# Which Survival /foraging book should i buy ?



## georgiii (Sep 28, 2013)

Hi everyone im new to the forum and i was wondering if someone could help me.


Im looking for the best survival books out there for a northern climate and something not related to a city but mostly for the woods.Im also looking for a book that might help me forage wild edibles where i live (Quebec ,Canada)

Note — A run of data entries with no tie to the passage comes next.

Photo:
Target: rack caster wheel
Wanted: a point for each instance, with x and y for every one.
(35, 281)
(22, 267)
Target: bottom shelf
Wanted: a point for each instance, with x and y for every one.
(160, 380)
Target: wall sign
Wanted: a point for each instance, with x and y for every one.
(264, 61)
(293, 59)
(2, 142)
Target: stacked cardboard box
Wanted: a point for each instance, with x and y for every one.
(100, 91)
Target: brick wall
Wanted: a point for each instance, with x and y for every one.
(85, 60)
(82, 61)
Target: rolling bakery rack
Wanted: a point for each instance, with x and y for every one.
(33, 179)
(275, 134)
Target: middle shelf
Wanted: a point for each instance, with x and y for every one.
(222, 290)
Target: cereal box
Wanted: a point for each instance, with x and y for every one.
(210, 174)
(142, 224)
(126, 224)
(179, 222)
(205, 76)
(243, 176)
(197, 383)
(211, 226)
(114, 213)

Id like it to have everything from trapping to fire building to shelter building ,pretty much everything i would need to survive and more,anything that will be useful.


Thanks !


----------



## HuntingHawk (Dec 16, 2012)

This link will help you with the bushcraft skills.
Watch A-Z of Bushcraft & Survival skills Episodes | How To Videos | Blip

An excellent book for plant ID is Edible Wild Plants.


----------



## Foxfire (Nov 9, 2012)

tagged


----------



## georgiii (Sep 28, 2013)

HuntingHawk said:


> This link will help you with the bushcraft skills.
> Watch A-Z of Bushcraft & Survival skills Episodes | How To Videos | Blip
> 
> An excellent book for plant ID is Edible Wild Plants.


Thanks ill look it up.


----------



## gardeneroo7 (Jun 30, 2013)

hi georgiii, 

I use a book called "food for free" by Richard mabey. I use it regularly for reference on foraging out n about. it is a uk book so some food names may seem odd, but genus and species should still be universal.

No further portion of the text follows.